Douglas, too, a quarter of a century earlier, felt the call of New York City. He arrived from Kansas City with no friends, no family, and no money. He was nearly destitute, but held a massive dream that called from the future. I wonder if Douglas passed Poitier on the street some evening. Did Poitier ever sleep in the YMCA that housed Douglas’ murals? These are questions I long to have answered.

THE SLAP
Sidney Poitier slaps Larry Gates in In the Heat of the Night

Few movie scenes re-orient the viewer like Poitier’s Virgil Tibbs’ slapping of cotton magnate Endicott in the greenhouse following a soliloquy about how the “fragile southern Negro had to be protected like an orchid” in In the Heat of the Night. I wonder how that scene played in Peoria—or, for that matter, Pensacola.

With the slap, Detective Virgil Tibbs (like Lt. Colonel Bill Kilgore describing “napalm in the morning” in Apocalypse Now) was propelled onto the movie Mount Olympus—at least for black folks. Every black person felt the archetype of Endicott’s character—we had seen him in the face of department store clerks and peace officers and school counselors and the smattering of condescending looks when we stepped onto elevators.

In the scene, Endicott touches his swelling face and says, “… there was a time when I could have had you… shot.” We cut to Poitier’s reaction, followed by inserts of the impeccable Rod Steiger as Sheriff Gillespie, then back to Endicott. Poitier exits the greenhouse, saying nothing. We cut to Henry (Endicott’s black servant) as he either agrees or disagrees at the insolence of an “uppity Negro” who, at a different time, could indeed have been shot. The exchange between Henry and Endicott is subtle, but poignant.

Aaron Douglas delivered a certain kind of slap with the four murals he painted for the 1936 Texas Centennial. For an event created as an homage to the accomplishments of Anglo-Saxon history and culture—and the intentional re-framing of aspects of history to fit a new, more palatable narrative—Douglas, on 6 x 6 panels, gave Texans the truth of the journey of African-Americans… as told by African-Americans. He lifted the viewer from the proscenium of mediocrity that then infused images of us to a kind of bold and brash confidence that made not a few uncomfortable.

I believe both Douglas and Poitier despised the resonating smallness that infused images of how Blacks were portrayed. When others told our stories, there was rarely an opportunity do anything more than to be presented as the least. If you needed an image where someone was afraid, make it a black person…if you needed a bumbling coward, make that an image a black person… if you needed a servant or a brute, a pimp or a sad face to dump the slop jars, cast a black person.
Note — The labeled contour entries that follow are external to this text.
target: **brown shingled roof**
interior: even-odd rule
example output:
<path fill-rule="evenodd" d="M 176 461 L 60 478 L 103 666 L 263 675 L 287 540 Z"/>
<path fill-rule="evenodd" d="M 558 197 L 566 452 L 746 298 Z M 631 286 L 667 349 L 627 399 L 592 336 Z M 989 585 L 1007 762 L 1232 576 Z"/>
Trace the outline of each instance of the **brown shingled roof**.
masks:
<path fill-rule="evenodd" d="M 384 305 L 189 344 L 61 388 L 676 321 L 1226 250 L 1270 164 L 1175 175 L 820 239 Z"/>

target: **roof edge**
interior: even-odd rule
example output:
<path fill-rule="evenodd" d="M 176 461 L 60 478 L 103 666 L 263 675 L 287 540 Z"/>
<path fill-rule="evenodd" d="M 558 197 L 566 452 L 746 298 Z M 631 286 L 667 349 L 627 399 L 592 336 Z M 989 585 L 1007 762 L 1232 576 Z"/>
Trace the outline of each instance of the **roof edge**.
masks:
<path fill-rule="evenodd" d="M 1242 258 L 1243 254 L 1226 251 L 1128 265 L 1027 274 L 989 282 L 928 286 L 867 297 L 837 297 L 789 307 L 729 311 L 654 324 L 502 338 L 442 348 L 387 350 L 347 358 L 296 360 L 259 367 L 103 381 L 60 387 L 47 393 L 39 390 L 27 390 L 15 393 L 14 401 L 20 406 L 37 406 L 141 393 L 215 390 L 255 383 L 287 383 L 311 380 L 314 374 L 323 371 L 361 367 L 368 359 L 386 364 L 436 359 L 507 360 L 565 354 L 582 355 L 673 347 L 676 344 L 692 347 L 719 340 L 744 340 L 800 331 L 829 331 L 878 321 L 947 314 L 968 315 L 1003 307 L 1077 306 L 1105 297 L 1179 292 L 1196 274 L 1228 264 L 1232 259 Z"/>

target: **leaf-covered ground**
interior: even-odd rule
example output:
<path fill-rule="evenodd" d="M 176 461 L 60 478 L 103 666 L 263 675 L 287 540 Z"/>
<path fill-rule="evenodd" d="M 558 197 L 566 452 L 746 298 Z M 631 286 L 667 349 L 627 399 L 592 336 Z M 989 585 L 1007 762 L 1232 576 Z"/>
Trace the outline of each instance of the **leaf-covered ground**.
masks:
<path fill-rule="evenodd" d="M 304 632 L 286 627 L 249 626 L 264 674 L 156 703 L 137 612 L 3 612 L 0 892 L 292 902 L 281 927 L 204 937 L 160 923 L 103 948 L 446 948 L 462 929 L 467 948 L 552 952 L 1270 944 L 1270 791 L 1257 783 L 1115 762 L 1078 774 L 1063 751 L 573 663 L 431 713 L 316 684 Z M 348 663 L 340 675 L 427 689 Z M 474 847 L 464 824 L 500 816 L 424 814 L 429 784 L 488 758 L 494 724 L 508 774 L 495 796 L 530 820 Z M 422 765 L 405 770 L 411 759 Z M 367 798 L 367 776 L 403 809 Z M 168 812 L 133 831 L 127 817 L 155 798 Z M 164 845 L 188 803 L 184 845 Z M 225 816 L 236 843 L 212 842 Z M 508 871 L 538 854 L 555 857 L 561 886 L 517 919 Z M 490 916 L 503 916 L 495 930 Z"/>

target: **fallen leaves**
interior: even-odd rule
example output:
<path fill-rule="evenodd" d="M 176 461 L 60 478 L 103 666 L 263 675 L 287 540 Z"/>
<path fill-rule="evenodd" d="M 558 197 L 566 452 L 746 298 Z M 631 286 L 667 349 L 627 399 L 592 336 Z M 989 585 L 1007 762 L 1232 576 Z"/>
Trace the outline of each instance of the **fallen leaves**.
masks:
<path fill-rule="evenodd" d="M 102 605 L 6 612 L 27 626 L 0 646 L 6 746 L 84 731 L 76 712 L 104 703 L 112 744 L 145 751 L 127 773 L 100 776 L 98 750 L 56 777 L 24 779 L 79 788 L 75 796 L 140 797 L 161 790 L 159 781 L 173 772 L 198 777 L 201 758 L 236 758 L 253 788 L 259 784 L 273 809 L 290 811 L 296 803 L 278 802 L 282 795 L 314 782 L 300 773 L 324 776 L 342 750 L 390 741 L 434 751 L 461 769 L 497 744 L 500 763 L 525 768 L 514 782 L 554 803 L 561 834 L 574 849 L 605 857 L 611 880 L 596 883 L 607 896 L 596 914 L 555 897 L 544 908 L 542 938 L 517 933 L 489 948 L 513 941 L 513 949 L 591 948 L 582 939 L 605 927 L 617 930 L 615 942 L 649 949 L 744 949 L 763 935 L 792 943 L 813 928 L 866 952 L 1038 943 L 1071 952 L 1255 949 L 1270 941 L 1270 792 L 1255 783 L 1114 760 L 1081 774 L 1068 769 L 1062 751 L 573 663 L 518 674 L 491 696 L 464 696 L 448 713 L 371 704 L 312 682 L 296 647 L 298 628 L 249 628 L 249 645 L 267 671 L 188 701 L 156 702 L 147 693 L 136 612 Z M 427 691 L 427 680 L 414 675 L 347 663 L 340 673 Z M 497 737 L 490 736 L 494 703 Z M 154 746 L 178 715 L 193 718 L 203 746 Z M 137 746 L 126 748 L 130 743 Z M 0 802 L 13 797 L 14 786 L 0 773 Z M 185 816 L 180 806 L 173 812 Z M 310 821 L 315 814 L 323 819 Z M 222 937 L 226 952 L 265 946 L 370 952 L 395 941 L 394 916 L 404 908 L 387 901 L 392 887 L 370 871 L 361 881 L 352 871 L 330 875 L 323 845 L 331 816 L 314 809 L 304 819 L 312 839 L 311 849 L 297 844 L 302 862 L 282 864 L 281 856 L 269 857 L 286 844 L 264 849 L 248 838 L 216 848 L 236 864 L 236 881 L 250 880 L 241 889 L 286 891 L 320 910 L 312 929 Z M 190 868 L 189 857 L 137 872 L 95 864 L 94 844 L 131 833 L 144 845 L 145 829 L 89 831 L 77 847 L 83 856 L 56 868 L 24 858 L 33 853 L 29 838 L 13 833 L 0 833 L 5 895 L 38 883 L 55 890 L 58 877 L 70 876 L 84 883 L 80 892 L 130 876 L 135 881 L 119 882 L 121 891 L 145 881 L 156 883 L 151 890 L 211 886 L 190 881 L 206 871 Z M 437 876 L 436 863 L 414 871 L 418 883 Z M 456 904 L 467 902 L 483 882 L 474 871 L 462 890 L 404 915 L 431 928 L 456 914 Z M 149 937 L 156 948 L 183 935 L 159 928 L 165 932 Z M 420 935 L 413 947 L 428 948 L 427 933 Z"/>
We were simultaneously boxed and “boxed-in” by this imagery.

To borrow from Cole Porter, the images sang the damn refrain: “….this is your history, your destiny, your reason to be, and the punishment for setting your people free…” These were the images—in print and on film—that Poitier and Douglas endeavored to smash while constructing a counter-narrative. The two men believed that images of Black folks should not be defined by the “least of us” but the “truth of us.” For those who choose not to see, truth is an unwelcome visitor.